Sono state rese note le quattro salite protagoniste dal 14 al 17 aprile al Piolet d’Or 2016, che quest’anno si terrà per la prima volta a la Grave-La Meije Francia.

Le ascese, compiute nel 2015, sono state selezionate dalla giuria tecnica, tra le 52 proposte, composta dagli alpinisti Valeri Babanov (RUS), Hervé Barmasse (ITA), Seb Bohin (FRA),Simon Elias (ESP), Yasuhiro Hanatani (JAP), Silvo Karo (SLO), Michael Kennedy (USA), Victor Saunders (UK), Raphael Slawinski (CAN).

Già noto da tempo il vincitore del Piolet d’Or Carrière, che quest’anno andrà all’alpinista polacco Wojciech Kurtyka.

 

Schermata 2016-04-08 alle 15.01.16Talung, 7348m (Nepal)Nikita Balabanov (UKR), Mikhail Fomin (UKR)

Avendo guadagnato fiducia con la loro prima ascesa, nel 2014, del pilastro nord-ovest pilastro del Langshisha Ri (6,427m), durante la loro prima spedizione in Himalaya, gli alpinisti ucraini Mikhail Fomin e Nikita Balabanov hanno deciso di alzare il livello di difficoltà.
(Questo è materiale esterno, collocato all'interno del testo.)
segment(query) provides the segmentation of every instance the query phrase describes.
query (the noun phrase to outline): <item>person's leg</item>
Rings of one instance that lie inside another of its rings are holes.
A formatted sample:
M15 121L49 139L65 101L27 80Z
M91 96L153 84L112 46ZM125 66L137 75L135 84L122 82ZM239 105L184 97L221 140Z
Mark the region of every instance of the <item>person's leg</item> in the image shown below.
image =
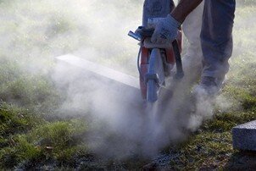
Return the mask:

Dal 18 al 23 settembre (con cinque bivacchi), il due ha effettuato la prima salita dell’ambito pilastro nord-nord-ovest del Talung. La loro è stata la quinta salita della montagna. La prima salita dell’adiacente parete nord era stata nominata per il Piolet d’Or nel 2014, ed era arrivata dopo due tentativi da parte di Marek Holecek sullo stesso pilastro. La linea di 1.700 m di Fomin e Balabanov, che hanno chiamato Daddy Magnum Force, è stata gradata ED+. Le difficoltà massime sono state stimate a M6 e A3. Il team ritiene che la via che hanno scalato sia vicina al massimo delle loro capacità e i due alpinisti sono stati felici di essere stati in grado di alternarsi ogni giorno per trovare la linea di salita. I due sono scesi dalla parete ovest, sulla quale avevano effettuato una ricognizione durante l’avvicinamento, con un bivacco a 6.700 m.

 

Schermata 2016-04-08 alle 15.01.32Gave Ding, 6571m (Nepal)Mick Fowler (UK), Paul Ramsden (UK)

Il tenace team composto da Mick Fowler e Paul Ramdsen, che già hanno vinto il Piolet d’Or nel 2002, per la loro salita del Siguniang, e 2013 per la Prow of Shiva, ha effettuato la prima salita di questa isolata cima situata sul confine nord-ovest del Nepal. Dopo aver studiato diverse possibilità, gli alpinisti inglesi hanno trascorso cinque giorni (dal campo base fino in cima) aprendo una linea molto elegante sulla parete nord. La via è protetta da pericoli oggettivi. Hanno raggiunto la cima il 22 ottobre e sono scesi in due giorni lungo la cresta ovest e poi lungo un canlone sulla parete nord. La difficoltà complessiva della via di 1.600 mt è stimata ED+. Paul ha descritto così la linea: “La prima metà è simile alla parete nord dell’Eiger per la complessità della via, la seconda metà è simile alla cresta di Peuterey”

 

 

Schermata 2016-04-08 alle 15.01.59Cerro Kishtwar, 6173m (India)Hayden Kennedy (USA), Marko Prezlj (SLO), Urban Novak (SLO), Manu Pellissier (FRA)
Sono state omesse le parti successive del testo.